L'attenzione ricade sulla nota prot. n. 26597 del 29/04/2016 che ArpaPuglia ha inviato al Comune di Taranto mettendo in copia per conoscenza la Regione Puglia, il Ministero dell'Ambiente, Ispra, Il Commissario Straordinario alle Bonifiche, la Provincia di Taranto, Asl di Taranto e direzione scientifica Arpa Puglia.

"Oggetto: Sfalcio del manto erboso presso centralina di Qualità dell'Aria di ARPA Puglia s'ita in Via Orsini Taranto

In riferimento a quanto in oggetto ed alla vostra Comunicazione di imminenza delle operazioni di sfalcio nel manto erboso nelle aree verdi di Via Orsini, ed a seguito della Ns comunicazione Prot 24864 del 21/04/2016 in cui si comunicava l'avvenuto accertamento del superamento delle Concentrazioni Soglia di Contaminazione (CSC) di cui alla Colonna A Tab. 1 AH. 5 Titolo V Parte IV del D.Lgs. 152/2006 per il
parametro PCB per le arce di cui trattasi, la scrivente agenzia rappresenta:

a) la necessità di conoscere in quali altre aree del Q.re Tamburi, ed in quale data, lo sfalcio sia già avvenuto;
b) l'opportunità che le ulteriori operazioni di manutenzione del verde per le aree in oggetto avvengano
mediante aratura o rivoltamento previa bagnatura o comunque tramite pratiche di manutenzione del verde che comportino rimescolamento del terreno e del manto erboso, senza taglio;
e) siano opportunamente considerate le dotazioni di Dispositivi di Protezione Individuale (DPI) per gli
operatori addetti al Servizio di cui trattasi".

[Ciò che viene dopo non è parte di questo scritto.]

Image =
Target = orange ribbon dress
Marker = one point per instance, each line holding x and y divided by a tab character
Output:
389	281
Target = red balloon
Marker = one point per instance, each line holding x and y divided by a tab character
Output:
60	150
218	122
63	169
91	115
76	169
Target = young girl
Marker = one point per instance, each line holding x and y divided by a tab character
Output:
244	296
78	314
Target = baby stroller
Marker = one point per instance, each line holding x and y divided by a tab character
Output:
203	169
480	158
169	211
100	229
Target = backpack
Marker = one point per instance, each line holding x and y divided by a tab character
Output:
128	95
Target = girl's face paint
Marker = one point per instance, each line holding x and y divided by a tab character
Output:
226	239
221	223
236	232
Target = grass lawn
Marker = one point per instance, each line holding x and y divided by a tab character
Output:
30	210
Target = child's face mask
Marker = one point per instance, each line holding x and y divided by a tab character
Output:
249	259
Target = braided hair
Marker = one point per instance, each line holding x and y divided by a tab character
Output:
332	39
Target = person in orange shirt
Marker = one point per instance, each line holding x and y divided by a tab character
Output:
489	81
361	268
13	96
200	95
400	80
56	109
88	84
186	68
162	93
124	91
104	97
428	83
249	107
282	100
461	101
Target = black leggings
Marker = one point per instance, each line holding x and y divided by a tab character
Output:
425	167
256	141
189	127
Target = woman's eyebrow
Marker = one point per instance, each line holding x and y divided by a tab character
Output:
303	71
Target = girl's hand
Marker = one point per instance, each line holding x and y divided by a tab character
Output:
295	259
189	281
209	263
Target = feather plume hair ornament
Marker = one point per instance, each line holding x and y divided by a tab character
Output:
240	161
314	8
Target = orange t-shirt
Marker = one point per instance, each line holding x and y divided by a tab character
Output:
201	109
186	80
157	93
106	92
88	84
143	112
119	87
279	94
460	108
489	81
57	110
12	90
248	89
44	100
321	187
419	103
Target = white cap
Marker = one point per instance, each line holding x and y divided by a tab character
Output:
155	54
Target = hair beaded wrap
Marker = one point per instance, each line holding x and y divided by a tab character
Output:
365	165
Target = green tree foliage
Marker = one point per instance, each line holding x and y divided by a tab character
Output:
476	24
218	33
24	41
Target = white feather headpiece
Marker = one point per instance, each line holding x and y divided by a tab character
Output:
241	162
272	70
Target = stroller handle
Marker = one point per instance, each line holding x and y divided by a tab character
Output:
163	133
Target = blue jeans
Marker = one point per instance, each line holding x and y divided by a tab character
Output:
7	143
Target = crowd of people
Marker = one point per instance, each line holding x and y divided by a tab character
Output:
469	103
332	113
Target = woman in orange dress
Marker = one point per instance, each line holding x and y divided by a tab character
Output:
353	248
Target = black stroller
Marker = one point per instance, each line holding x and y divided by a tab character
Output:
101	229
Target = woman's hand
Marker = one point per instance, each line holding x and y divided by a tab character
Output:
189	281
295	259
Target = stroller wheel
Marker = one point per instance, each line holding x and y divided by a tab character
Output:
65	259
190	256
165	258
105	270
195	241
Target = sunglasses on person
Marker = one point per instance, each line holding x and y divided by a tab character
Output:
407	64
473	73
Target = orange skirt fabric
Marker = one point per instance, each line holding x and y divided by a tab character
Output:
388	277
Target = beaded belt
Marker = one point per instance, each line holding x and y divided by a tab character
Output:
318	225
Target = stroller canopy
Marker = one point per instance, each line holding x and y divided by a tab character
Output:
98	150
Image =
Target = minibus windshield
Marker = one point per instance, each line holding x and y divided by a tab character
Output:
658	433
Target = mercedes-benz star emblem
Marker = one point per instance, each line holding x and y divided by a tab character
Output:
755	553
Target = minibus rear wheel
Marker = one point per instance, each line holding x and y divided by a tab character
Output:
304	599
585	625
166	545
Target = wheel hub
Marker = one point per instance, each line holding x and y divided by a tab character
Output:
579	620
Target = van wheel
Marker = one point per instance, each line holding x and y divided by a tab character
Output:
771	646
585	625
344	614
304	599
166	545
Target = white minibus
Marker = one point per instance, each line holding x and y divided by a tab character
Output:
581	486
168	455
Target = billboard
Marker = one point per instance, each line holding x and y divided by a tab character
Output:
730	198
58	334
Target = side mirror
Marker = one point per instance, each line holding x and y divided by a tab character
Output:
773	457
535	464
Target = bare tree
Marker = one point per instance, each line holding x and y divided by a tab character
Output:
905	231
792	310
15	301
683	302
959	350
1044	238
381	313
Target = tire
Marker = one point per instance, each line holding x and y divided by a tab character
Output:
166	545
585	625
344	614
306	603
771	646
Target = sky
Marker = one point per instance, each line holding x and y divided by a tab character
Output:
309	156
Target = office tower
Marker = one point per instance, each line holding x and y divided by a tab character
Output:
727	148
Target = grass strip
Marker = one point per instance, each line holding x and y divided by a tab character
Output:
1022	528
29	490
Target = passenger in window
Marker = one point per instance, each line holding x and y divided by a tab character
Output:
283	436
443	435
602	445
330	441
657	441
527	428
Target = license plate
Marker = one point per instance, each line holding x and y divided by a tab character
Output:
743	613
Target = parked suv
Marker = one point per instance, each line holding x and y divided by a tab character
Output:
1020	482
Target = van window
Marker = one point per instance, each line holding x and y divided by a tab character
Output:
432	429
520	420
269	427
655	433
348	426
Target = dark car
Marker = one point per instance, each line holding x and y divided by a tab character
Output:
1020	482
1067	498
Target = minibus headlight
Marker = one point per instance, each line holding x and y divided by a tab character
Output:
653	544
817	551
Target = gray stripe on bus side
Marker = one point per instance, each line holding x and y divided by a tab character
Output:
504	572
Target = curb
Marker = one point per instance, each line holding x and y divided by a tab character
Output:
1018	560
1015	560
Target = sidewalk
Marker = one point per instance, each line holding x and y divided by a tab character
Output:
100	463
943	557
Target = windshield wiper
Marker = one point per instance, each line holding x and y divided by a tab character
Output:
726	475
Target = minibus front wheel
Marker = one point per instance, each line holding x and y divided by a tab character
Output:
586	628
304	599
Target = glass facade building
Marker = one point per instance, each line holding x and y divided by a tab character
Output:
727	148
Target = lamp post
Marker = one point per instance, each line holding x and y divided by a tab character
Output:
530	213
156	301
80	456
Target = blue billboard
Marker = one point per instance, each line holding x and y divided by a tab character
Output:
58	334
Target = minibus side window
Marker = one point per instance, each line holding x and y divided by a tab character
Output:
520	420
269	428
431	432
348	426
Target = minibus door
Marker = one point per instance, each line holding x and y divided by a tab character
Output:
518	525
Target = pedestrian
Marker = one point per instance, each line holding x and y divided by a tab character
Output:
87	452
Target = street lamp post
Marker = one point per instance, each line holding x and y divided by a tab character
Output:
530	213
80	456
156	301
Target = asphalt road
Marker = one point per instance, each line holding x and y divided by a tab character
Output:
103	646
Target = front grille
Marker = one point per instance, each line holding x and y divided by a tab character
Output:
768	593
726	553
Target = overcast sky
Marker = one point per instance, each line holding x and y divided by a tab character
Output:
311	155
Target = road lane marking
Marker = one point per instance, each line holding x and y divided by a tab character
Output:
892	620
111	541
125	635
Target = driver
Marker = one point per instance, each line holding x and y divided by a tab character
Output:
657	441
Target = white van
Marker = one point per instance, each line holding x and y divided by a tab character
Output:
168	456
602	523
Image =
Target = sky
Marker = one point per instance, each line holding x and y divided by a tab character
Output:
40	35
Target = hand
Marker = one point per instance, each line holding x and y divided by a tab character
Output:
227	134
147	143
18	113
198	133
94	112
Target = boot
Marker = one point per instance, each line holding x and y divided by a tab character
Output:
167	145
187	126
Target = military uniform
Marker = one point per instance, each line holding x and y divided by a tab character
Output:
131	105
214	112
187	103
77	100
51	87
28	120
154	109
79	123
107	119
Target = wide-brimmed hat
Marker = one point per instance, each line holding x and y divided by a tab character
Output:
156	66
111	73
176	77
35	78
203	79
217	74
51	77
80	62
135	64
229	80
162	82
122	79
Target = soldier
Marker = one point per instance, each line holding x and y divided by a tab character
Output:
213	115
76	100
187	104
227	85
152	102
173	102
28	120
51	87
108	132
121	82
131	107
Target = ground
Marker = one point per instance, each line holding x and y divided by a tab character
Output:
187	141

Di fronte alle indicazioni di Arpa Puglia, alle richieste fatte dall'agenzia regionale al comune di Taranto e agli spazzafoglie ad aria sparata sul terreno delle scuole nel quartiere Tamburi non c'è da aggiungere nessuna parola o nessun commento, si aggiunge solo sconforto prodotto dall'approssimazione con cui si conducono determinate operazioni mettendo a rischio la salute degli abitanti del quartiere e degli alunni delle scuole. In questi giorni abbiamo appreso dai media che in queste stesse scuole è stato avviato il progetto "Scuola Senza Zaino", un bel progetto, senza dubbio, gli alunni ne beneficeranno, ma quando questi bambini potranno vedere realizzato il progetto "Scuole Senza Diossina"?

Nel frattempo attendiamo che qualcuno ci risponda e possa darci una degna spiegazione su ciò che è accaduto in quei giorni in modo da comprendere chi sia è il responsabile di operazioni così approssimative e azzardate che metteno a rischio la salute dei bambini del quartiere Tamburi che hanno diritto allo studio in un ambito sicuro per la loro salute.